From an External Knowledge Base: If you have a knowledge base or CMS that holds documents, you can periodically fetch new or updated documents and pass them to Preprocess for chunking.
From a Dashboard with Drag & Drop: If your application’s interface allows users to upload files directly, trigger the Preprocess ingestion as soon as the user drops a file. Preprocess will handle the file asynchronously, and once ready, you can use the results immediately in downstream tasks.

Using the Python SDK

The Python SDK simplifies the chunking process. You can directly feed a file and wait for the results:

from pypreprocess import Preprocess

# Initialize with your API key and a local file path
preprocess = Preprocess(api_key="YOUR_API_KEY", filepath="path/to/your/document.pdf")

# Start the chunking process
preprocess.chunk()

# Wait for the process to complete
result = preprocess.wait()

# Retrieve the chunks
chunks = result.data["chunks"]

At this point, chunks is a list of text segments that respect the semantic structure of the original document.
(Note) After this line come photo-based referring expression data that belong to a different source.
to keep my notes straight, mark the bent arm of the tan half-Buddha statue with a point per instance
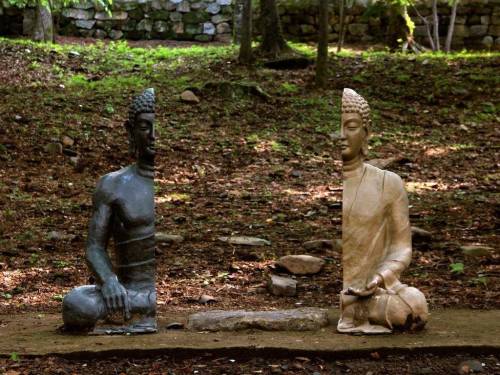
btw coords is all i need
(399, 253)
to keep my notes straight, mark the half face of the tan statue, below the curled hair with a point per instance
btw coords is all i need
(353, 135)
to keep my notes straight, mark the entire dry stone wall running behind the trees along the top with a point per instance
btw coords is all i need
(477, 24)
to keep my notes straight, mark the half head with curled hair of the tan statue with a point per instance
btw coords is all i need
(355, 127)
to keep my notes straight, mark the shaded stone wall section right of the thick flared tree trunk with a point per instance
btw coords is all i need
(477, 24)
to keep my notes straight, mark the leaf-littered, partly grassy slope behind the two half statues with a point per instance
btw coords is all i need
(241, 163)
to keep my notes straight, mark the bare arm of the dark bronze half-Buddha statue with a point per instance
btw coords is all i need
(99, 232)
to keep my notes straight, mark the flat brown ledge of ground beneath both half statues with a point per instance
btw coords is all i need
(448, 330)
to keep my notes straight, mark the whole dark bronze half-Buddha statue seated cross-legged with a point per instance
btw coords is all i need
(124, 297)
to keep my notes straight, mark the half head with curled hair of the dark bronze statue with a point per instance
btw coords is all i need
(140, 126)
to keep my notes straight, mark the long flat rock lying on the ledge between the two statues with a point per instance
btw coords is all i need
(303, 319)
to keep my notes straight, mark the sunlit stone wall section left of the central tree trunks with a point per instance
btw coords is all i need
(200, 20)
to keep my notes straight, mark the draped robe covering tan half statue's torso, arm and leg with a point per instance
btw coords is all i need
(376, 240)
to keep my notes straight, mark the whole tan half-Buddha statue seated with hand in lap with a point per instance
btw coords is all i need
(376, 236)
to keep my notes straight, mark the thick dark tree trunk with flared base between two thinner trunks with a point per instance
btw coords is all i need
(273, 42)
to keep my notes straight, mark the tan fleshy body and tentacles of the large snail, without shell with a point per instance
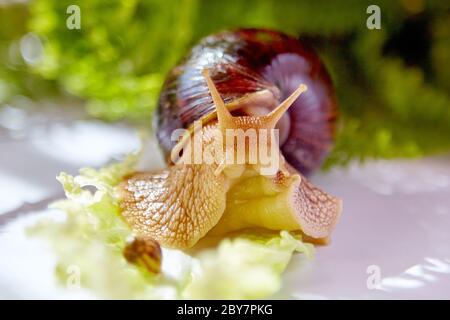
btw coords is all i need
(183, 203)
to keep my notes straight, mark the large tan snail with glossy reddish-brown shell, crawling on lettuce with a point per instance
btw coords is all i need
(249, 79)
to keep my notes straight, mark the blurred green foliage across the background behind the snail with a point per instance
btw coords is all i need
(393, 84)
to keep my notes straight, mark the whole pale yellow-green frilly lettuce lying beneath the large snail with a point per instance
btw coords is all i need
(89, 244)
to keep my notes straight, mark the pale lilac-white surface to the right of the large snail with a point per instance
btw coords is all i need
(393, 240)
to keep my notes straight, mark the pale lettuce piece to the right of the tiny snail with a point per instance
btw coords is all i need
(244, 267)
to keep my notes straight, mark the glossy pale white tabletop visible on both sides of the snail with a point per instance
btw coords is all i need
(393, 240)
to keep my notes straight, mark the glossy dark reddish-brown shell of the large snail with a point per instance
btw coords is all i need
(246, 61)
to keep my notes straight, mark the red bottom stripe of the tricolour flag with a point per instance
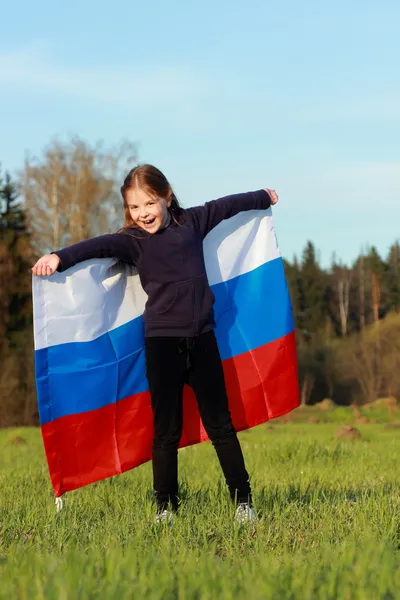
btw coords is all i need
(262, 384)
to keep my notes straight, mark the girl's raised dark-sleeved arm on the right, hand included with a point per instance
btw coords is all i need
(212, 213)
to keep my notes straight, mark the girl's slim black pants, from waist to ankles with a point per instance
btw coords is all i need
(170, 363)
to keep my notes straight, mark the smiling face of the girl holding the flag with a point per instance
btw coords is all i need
(148, 213)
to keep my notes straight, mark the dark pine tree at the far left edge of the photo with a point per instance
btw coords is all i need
(16, 344)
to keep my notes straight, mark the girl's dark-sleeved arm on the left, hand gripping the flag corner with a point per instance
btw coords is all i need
(118, 245)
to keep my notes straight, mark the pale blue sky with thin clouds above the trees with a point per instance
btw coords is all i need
(303, 97)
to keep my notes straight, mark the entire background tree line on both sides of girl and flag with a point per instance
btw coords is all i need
(347, 316)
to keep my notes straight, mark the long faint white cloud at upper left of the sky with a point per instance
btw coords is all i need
(135, 87)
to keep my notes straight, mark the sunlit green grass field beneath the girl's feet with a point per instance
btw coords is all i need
(329, 522)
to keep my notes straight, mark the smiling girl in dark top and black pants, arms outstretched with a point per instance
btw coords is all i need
(165, 243)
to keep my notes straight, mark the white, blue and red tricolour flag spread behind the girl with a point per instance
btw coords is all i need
(94, 403)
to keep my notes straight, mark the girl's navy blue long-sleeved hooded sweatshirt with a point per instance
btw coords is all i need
(170, 264)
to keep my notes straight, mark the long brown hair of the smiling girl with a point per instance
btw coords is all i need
(153, 182)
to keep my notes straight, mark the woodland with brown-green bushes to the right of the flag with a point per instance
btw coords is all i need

These chunks are ideal for:

Inserting into a vector database (e.g., Pinecone, Qdrant, Weaviate, Chroma)
Indexing with TF-IDF or a BM25-based search engine
Feeding into a fine-tuning pipeline for a language model

Example: Insert chunks into a vector database (Pinecone)

import pinecone
from sentence_transformers import SentenceTransformer

# Initialize Pinecone
pinecone.init(api_key="PINECONE_API_KEY", environment="YOUR_ENVIRONMENT")
index = pinecone.Index("my-vector-index")
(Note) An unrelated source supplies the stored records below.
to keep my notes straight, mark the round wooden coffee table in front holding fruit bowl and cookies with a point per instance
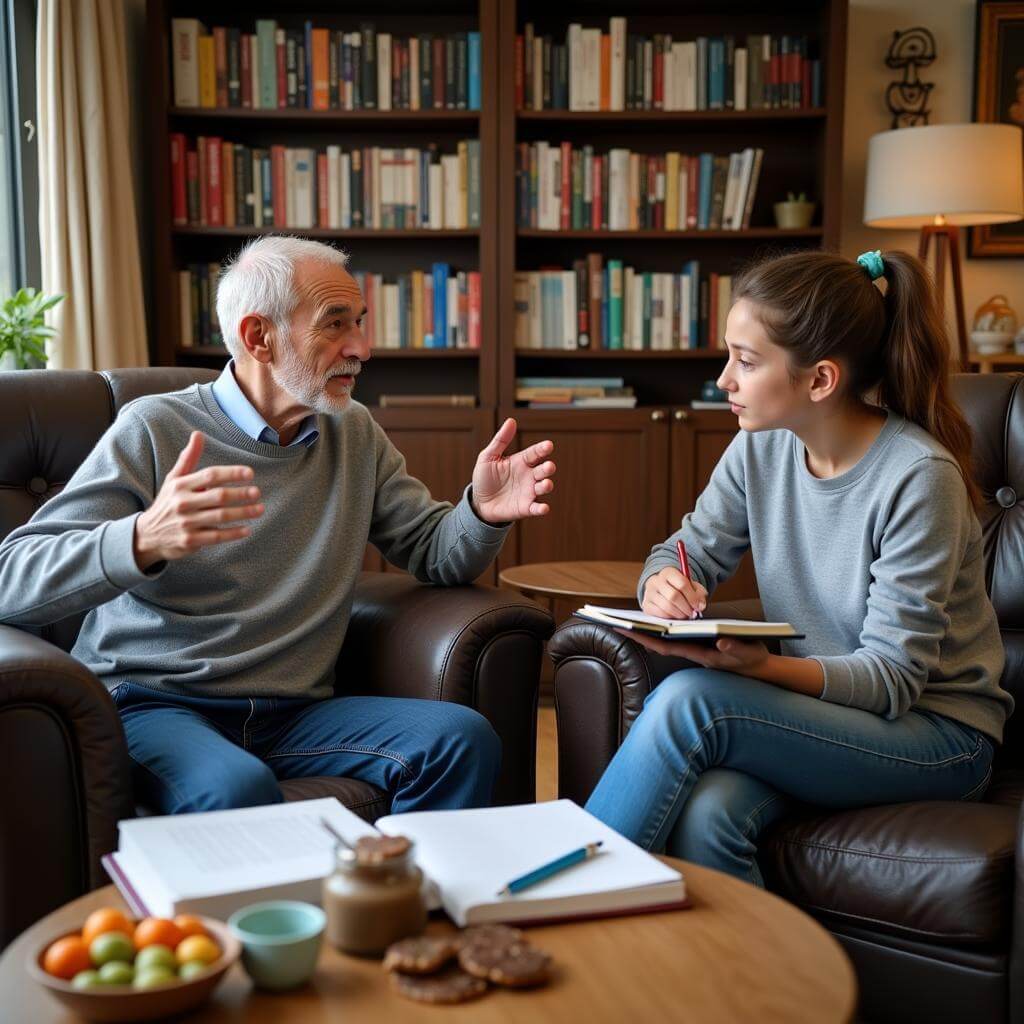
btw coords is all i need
(738, 955)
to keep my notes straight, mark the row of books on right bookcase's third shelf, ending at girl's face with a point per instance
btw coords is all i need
(613, 307)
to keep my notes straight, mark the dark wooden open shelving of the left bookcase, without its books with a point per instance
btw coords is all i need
(386, 251)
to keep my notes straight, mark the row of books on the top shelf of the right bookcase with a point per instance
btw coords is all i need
(620, 71)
# Initialize an embedding model
model = SentenceTransformer('all-MiniLM-L6-v2')

# Convert chunks to embeddings
embeddings = model.encode(chunks).tolist()

# Upsert chunks with their embeddings into Pinecone
vectors = [(f"chunk-{i}", embedding) for i, embedding in enumerate(embeddings)]
index.upsert(vectors=vectors)

Example: Index with TF-IDF

from sklearn.feature_extraction.text import TfidfVectorizer

vectorizer = TfidfVectorizer()
tfidf_matrix = vectorizer.fit_transform(chunks)
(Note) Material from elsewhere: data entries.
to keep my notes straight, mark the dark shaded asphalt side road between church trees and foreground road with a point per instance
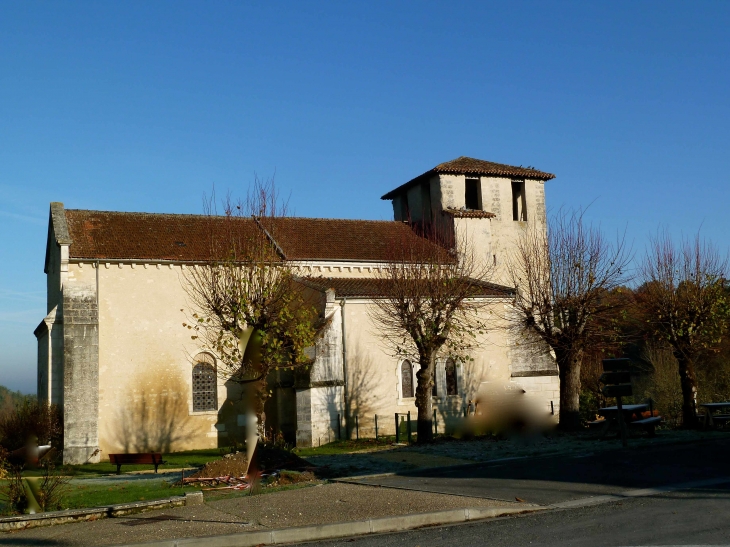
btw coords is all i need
(549, 480)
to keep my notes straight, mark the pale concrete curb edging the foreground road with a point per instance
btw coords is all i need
(341, 529)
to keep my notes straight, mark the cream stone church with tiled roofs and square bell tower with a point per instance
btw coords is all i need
(114, 355)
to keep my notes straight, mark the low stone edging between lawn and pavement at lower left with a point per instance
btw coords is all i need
(49, 518)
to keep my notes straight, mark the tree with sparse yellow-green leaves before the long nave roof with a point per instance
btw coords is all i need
(247, 308)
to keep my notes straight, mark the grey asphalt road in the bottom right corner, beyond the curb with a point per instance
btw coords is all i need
(690, 517)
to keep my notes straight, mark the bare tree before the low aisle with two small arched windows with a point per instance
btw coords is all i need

# You can now store `tfidf_matrix` and `vectorizer.vocabulary_` 
# for fast lexical searches against your chunks.

Example: Prepare for Fine-Tuning

If you’re fine-tuning an LLM, you might need the chunks as training examples. For instance, you can save them as a JSONL file where each line is a training sample:

import json

with open("training_data.jsonl", "w") as f:
    for chunk in chunks:
        # Structure the chunk data as needed for your fine-tuning framework
        record = {"prompt": "Context:", "completion": chunk}
        f.write(json.dumps(record) + "\n")

Using the API Directly (Without the SDK)

If you prefer not to use the SDK, you can integrate Preprocess directly via HTTP requests. For example, to start processing a document, send a POST request with multipart/form-data:

import requests

url = "https://chunk.ing/?webhook=https://your_webhook.url"
headers = {"x-api-key": "YOUR_API_KEY"}
files = {"file": open("path/to/your/document.pdf", "rb")}

response = requests.post(url, headers=headers, files=files)
data = response.json()

if data.get("success"):
    process_id = data["data"]["process"]["id"]
    print("Process started with ID:", process_id)
else:
    print("Error:", data["message"])

Once the chunking completes, Preprocess will call your provided webhook with the chunks. If you cannot set up a webhook, you can poll the result endpoint:

import time

result_url = f"https://chunk.ing/get_result?id={process_id}"

while True:
    res = requests.post(result_url, headers={"x-api-key": "YOUR_API_KEY"})
    result_data = res.json()

    if result_data.get("success"):
        # Chunking finished successfully
        chunks = result_data["data"]["chunks"]
        # Integrate chunks into your pipeline
        break
    else:
        # Not finished yet, wait a bit
        time.sleep(5)

You can then use the retrieved chunks in the same manner as with the SDK examples—embedding them, indexing them, or preparing them for fine-tuning tasks.

Best Practices

Batch Processing: If you have multiple documents, run them in parallel or in batches. Store their process_ids and retrieve their results later.
Logging & Monitoring: Store the process_id and logs so you can track document ingestion states and handle any failures gracefully.
Security & Access Control: Ensure that only authorized users or systems can trigger the ingestion process. Use your API key securely and rotate it periodically as per security best practices.